Publications
Publications
- April 2007
- HBS Case Collection
Microfinance in Bolivia: A Meeting with the President of the Republic
By: Michael Chu
Abstract
Herbert Muller, chair of leading microfinance bank BancoSol, has met with Evo Morales one year after the populist leader's inauguration as president of Bolivia and proceeds to write an email to his fellow board directors. The bank is world famous for pioneering microfinance while delivering superior financial performance. Evo Morales is an Amerindian who supporters see as a response to the white oligarchy that has long dominated Bolivia and as a champion of the downtrodden, in the poorest country in South America.
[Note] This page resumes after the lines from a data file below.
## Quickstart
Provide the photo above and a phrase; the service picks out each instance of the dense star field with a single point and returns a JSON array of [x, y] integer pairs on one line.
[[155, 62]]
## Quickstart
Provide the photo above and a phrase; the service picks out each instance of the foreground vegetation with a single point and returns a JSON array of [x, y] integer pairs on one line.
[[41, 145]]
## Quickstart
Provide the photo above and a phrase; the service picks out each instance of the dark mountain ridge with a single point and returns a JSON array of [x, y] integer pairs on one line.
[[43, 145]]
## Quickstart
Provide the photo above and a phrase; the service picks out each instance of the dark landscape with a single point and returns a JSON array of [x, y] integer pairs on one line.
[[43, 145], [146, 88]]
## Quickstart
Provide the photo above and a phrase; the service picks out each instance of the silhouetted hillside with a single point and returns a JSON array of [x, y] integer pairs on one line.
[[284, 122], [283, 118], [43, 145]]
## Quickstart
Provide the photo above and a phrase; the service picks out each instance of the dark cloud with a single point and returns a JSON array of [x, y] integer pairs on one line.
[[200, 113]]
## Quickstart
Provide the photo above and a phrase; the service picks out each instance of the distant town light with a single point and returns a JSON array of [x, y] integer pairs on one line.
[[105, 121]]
In the first year of his administration, he has nationalized the oil and gas industry, created a constituent assembly to rewrite the constitution, and launched agrarian reform. The meeting between Muller and Morales takes place at the Bolivian banking association where the government officials, while committing not to mandate the reduction of interest rates in microcredit, express their expectation that rates will drop as quickly as possible. A week earlier, senior cabinet officials had met with the president of the banking association and expressed their wish that interest rates for loans in the banking system would decline to single digits.
Keywords
Risk and Uncertainty; Race; Government Administration; Business and Government Relations; Microfinance; Poverty; Interest Rates; Banks and Banking; Financial Services Industry; Bolivia; South America
Citation
Chu, Michael. "Microfinance in Bolivia: A Meeting with the President of the Republic." Harvard Business School Case 307-107, April 2007.